The windswept beauty of Yorkshire’s heather moorland is one of the area’s defining characteristics.
Now Ilkley Moor, where hundreds of acres were destroyed by a week-long fire in 2006, and Danby Common in the North York Moors National Park are to receive £3m to look after wildlife, heather and public access.
The money, which will help more than 13,500 acres, is being paid through a green farming scheme administered by Natural England.
Ilkley Moor, which provides the backdrop for Ilkley and Burley-in-Wharfedale, will benefit by £1m. Sheep will be managed and shepherded to regenerate heather, bilberry, cotton grasses and other vegetation improving habitats for ground-nesting birds including golden plovers, snipe and curlew. Green hairstreak butterflies, merlins and short-eared owls will also benefit.
Damaged footpaths, walls and gates will be restored while, in consultation with English Heritage, historical features including cup and ring stones will be surveyed, restored and protected. Bracken will be controlled to return areas to good- quality heath and prevent further damage to historical features.
A heather-burning and cutting plan will encourage healthy growth of plants like cowberry and cotton grasses. This will preserve and improve the deep peat blanket bogs which help to lock up carbon dioxide. Areas of the moor badly damaged by fire three years ago will be re-seeded to restore it to its original condition.
Natural England’s regional director, Peter Nottage, said: “These two major agreements represent a strong commitment by those involved to ensure that the features and wildlife in two of Yorkshire’s most beautiful areas are restored and enhanced. We’re looking forward to seeing the environment in these much-loved places thrive.”
Chairman of the Moorland Association and member of Bingley Moor Partnership Edward Bromet said: “The Moorland Association’s approach to managing moors ensures that farming, grouse shooting, access and conservation all work hand in hand.”
Danby Common, which covers more than 11,000 acres, is managed by the landowner, the Viscount Downe, and the Danby Court Leet, a centuries-old commons system where local people have a stake in the future of the moor. It will receive £2m of support.
Graziers will adapt the number of sheep to benefit heather regeneration. The moor owners will bring in two new flocks and a shepherd will be employed to look after them.
Managed grazing and heather- burning regimes will continue to improve moorland habitats for merlins, golden plovers, lapwings and curlew. Moorland visitors will be given leaflets, displays, guided walks and demonstrations of moorland management skills.
Danby Court Leet bailiff and local farmer Martin Foord said: “This agreement will really help with future management. It will help to secure a sustainable future for moorland sheep flocks which are so important in maintaining the health of the moors.
“Grazing and burning will continue to be carried out in a way that benefits the wide variety of wildlife that rely upon it. So visitors and local people will now be able to enjoy this beautiful landscape for many years to come.”

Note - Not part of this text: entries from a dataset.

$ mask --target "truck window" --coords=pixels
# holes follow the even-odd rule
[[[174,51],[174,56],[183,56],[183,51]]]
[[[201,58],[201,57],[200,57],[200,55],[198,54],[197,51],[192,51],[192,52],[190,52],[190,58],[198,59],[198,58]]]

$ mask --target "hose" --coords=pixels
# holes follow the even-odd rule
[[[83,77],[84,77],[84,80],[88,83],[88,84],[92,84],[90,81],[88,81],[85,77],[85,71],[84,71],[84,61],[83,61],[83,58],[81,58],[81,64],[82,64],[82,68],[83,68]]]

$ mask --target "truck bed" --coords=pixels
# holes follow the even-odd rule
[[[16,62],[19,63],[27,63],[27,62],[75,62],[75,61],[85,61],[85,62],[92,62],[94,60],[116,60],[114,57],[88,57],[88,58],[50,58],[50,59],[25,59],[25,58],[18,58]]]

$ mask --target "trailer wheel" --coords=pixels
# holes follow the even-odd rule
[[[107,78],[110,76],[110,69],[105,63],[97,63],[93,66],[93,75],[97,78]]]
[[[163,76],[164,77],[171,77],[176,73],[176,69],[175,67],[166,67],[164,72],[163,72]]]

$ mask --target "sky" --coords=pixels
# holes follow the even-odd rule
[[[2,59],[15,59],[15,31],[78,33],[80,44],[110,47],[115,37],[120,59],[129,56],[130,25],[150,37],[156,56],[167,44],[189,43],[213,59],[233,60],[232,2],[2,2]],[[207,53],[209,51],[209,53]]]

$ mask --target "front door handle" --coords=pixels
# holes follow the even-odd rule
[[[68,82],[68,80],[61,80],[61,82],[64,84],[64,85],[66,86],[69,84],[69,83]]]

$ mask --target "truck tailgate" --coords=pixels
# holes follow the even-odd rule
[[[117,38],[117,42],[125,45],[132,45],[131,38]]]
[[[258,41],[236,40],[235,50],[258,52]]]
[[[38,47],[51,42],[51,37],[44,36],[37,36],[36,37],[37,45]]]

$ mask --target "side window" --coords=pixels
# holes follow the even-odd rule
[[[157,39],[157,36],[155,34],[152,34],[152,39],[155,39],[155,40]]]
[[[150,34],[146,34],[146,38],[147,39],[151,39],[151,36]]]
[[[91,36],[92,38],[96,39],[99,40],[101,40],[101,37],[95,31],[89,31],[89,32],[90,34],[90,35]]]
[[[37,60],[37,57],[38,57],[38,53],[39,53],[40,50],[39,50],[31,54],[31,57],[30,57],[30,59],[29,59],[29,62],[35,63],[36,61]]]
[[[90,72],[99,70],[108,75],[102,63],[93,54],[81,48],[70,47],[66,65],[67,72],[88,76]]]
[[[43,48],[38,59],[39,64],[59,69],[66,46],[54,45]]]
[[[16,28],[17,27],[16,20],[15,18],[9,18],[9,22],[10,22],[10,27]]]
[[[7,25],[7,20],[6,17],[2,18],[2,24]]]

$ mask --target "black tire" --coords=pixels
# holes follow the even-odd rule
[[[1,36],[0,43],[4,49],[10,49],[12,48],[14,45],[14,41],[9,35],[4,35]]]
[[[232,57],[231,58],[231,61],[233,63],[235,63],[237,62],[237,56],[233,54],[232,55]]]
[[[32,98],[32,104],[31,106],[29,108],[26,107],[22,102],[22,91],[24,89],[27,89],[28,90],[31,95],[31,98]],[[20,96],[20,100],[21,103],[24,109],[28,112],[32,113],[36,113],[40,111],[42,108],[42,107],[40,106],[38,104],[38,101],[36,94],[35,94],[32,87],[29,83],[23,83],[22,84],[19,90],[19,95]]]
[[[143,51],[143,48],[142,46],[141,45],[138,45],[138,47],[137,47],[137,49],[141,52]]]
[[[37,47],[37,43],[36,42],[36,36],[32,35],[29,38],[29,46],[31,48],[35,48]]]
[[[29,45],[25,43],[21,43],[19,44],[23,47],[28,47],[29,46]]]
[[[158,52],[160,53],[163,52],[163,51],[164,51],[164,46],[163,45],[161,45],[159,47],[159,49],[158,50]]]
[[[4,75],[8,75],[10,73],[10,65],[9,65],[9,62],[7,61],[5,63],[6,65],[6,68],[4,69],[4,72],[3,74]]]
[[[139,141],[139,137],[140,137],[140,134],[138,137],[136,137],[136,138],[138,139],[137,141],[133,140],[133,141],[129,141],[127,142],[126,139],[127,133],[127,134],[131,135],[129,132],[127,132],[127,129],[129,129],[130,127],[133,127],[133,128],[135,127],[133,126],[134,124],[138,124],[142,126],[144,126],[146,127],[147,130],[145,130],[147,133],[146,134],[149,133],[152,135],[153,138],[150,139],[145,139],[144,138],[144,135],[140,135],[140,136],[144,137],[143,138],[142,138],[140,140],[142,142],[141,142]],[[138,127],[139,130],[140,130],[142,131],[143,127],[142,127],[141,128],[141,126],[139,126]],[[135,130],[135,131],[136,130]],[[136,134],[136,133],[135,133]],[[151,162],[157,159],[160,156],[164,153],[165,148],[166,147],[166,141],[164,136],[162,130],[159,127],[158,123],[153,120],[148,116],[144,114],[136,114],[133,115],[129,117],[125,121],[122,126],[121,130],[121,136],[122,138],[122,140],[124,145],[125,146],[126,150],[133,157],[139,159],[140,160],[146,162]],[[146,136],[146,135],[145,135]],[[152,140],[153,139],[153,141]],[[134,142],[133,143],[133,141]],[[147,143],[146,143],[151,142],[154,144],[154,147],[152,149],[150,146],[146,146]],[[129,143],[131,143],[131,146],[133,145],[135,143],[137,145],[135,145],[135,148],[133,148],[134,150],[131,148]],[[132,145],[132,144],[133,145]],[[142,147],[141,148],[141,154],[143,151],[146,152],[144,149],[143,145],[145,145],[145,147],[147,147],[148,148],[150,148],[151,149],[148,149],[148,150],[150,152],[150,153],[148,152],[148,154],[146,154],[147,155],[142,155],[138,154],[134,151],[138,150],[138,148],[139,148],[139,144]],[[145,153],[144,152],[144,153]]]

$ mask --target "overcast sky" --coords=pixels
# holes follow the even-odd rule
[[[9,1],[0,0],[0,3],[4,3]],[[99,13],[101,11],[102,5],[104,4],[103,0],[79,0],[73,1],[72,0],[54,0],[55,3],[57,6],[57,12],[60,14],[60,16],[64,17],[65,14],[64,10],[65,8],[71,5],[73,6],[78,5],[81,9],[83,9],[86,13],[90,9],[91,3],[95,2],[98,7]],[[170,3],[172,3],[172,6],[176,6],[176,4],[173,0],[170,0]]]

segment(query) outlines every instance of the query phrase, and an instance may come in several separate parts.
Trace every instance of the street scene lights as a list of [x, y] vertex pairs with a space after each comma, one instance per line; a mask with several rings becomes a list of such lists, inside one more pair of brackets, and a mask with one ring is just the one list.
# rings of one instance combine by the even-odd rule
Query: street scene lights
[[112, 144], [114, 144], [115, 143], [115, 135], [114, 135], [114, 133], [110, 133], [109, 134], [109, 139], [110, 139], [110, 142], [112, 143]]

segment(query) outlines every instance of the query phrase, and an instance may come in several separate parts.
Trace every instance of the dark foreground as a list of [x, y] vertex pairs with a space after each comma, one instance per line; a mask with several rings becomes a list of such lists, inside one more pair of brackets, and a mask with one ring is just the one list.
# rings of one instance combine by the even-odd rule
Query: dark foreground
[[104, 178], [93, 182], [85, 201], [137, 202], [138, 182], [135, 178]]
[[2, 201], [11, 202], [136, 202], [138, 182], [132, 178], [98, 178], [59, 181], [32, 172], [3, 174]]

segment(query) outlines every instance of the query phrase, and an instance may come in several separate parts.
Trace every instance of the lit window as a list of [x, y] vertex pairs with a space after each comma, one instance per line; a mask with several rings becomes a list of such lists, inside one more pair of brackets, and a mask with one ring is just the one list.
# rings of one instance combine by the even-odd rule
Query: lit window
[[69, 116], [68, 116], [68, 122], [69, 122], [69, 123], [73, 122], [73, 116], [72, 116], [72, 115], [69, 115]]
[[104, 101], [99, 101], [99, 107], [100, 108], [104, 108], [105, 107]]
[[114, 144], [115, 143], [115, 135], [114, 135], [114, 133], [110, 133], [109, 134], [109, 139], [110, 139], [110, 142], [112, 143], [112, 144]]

Dawnay Estates’ agent Robert Sword said the scheme was an opportunity to improve the management of the Danby Moors as a sustainable environmental, sporting and agricultural resource and enhance the landscape of part of the North York Moors National Park.
“This is a very last chance to retain the hill-flocks and improve the management and quality of sheep production which will help to reduce levels of tick and increase production of grouse and the numbers of other moorland birds,” Mr Sword said.
Environment Minister Huw Irranca-Davies said: “This money will help ensure that the land is managed in a way that is good for the environment, good for wildlife, and good for the rest of us.”